A traceback is Python's error message showing where and why your code failed. Learning to read tracebacks quickly is essential for debugging.


✅ Traceback Structure

Traceback (most recent call last):
  File "script.py", line 10, in main
    result = process(data)
  File "script.py", line 5, in process
    return data['key']
KeyError: 'key'

Read from bottom to top: 1. Exception type and message: KeyError: 'key' - What went wrong 2. Immediate cause: Line 5 tried to access data['key'] 3. Call chain: How we got there (main called process)


✅ Common Exception Types

Exception Meaning Common Cause
SyntaxError Invalid Python syntax Missing colon, bracket, quote
NameError Name not defined Typo, forgot to define/import
TypeError Wrong type for operation Passing wrong argument type
ValueError Right type, wrong value Invalid conversion
KeyError Dict key not found Missing or misspelled key
IndexError List index out of range Off-by-one error
AttributeError Object has no attribute Wrong method name, None value
ImportError Can't import module Module not installed or typo
FileNotFoundError File doesn't exist Wrong path

✅ Reading Tips

Start from the bottom:

KeyError: 'username'
This tells you the key 'username' wasn't in the dictionary.

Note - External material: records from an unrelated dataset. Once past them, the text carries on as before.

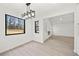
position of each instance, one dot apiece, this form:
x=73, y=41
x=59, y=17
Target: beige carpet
x=56, y=46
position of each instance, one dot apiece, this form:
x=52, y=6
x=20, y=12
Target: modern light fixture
x=29, y=13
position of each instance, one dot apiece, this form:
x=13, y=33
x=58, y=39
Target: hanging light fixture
x=29, y=13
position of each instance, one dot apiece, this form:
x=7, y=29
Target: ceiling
x=42, y=9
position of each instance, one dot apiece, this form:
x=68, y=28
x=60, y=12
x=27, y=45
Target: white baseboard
x=5, y=50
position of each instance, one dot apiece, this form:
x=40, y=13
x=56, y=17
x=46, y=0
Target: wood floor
x=56, y=46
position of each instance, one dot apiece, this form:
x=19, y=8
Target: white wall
x=76, y=30
x=64, y=29
x=9, y=42
x=46, y=27
x=63, y=25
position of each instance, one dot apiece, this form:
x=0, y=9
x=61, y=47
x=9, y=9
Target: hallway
x=56, y=46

Look at the last file/line that's YOUR code:

  File "myapp/views.py", line 42, in get_user
    return data['username']
This is probably where you need to fix something.

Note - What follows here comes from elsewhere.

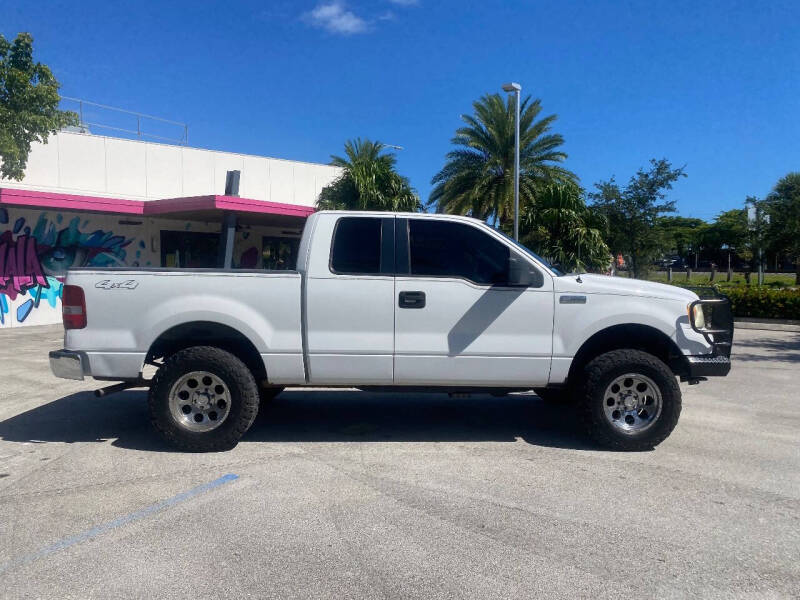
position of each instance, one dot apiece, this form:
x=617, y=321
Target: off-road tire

Trace the call chain: See how execution reached the error point.


✅ Chained Exceptions

Python 3 shows exception chains:

Traceback (most recent call last):
  File "app.py", line 5, in load_config
    data = json.load(f)
json.JSONDecodeError: Expecting property name: line 2

During handling of the above exception, another exception occurred:

Traceback (most recent call last):
  File "app.py", line 10, in main
    config = load_config()
  File "app.py", line 8, in load_config
    raise ConfigError("Invalid config file")
ConfigError: Invalid config file

Read both parts to understand the full story.


✅ SyntaxError Tracebacks

Syntax errors look different:

  File "script.py", line 5
    if x == 1
           ^
SyntaxError: expected ':'

The ^ points to where Python got confused (often the error is just before).


✅ Improving Tracebacks

# Use rich library for colorful tracebacks
from rich import traceback
traceback.install()

# Use better_exceptions
import better_exceptions
better_exceptions.hook()

🔍 Key Takeaways

  • Read tracebacks bottom to top.
  • The exception type tells you what happened.
  • The line number tells you where.
  • Follow the call chain to understand how you got there.
  • Your fix is usually in the last frame showing your code.